Turbidity and suspended solids can provide protection of microorganisms against disinfectants and environmental stress. This study suggests hardness plays a role although the experimental conditions were limited.
[Effects of algae and kaolinite particles on the survival of bacteriophage MS2]
He Q, Wu QQ, Ma HF, Zhou ZM, Yuan BL. [bian ji, Zhongguo ke xue yuan huan jing ke xue wei yuan hui “Huan jing ke xue” bian ji wei yuan hui.].” Huan Jing Ke Xue. 2014 Aug;35(8):3192-7. Article in Chinese.
In this study, Bacteriophage MS2, Kaolinite and Microcystis aeruginosa were selected as model materials for human enteric viruses, inorganic and organic particles, respectively. The influence of the inorganic (Kaolinite) or organic (Microcystis aeruginosa) particles on the survival of MS2 at different conditions, such as particles concentration, pH, ion concentration and natural organic matter (NOM) were studied. The results showed that Kaolinite had no effect on the survival of phage MS2 except that apparent survival of MS2 increased 1 logarithm in higher hardness water. Microcystis aeruginosa addition reduced 1 logarithm of MS2 survival.
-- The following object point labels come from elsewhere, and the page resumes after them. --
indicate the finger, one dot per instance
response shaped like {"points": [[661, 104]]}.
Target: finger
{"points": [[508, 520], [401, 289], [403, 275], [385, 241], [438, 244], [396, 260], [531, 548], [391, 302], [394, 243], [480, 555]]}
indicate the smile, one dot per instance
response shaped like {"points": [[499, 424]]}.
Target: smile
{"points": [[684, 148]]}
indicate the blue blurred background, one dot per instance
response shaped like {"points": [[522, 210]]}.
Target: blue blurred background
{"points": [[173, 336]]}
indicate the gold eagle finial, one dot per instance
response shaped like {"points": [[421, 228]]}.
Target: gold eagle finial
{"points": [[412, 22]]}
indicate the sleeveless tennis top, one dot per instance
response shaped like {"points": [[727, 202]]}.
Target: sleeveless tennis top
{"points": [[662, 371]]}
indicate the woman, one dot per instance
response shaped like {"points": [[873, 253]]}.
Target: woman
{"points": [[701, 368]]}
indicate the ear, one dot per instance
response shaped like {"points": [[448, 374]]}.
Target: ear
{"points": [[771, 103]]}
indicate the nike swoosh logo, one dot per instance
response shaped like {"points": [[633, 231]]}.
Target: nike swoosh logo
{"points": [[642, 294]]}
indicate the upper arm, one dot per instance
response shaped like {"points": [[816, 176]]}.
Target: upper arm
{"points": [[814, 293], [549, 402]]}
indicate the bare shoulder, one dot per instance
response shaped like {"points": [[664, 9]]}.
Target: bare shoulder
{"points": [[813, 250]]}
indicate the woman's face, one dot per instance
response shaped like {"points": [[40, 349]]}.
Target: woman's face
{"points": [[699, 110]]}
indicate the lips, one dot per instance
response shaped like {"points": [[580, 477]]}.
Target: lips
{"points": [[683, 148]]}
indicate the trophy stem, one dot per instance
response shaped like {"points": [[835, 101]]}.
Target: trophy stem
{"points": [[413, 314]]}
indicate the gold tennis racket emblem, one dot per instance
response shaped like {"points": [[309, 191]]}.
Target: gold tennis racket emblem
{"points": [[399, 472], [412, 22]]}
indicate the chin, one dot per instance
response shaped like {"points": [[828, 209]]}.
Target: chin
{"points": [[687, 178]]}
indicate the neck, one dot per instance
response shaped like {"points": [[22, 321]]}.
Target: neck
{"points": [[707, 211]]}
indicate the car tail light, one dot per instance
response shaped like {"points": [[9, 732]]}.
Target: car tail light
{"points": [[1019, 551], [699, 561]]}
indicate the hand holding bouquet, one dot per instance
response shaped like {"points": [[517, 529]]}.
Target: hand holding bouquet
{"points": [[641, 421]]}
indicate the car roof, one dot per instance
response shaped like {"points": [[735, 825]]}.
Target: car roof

However, when the pH value was greater than 4.0 or the concentration of Microcystis aeruginosa was less than 1.0 x 10(6) cells x L(-1), Microcystis aeruginosa addition had no influence on the survival of MS2. In higher hardness water, Microcystis aeruginosa protected MS2 viruses and then increased the survival of MS2. In drinking water, resource containing higher concentration of particles, the survival ability of virus would be enhanced with the increase of the hardness and then elevated the risks of drinking water safety.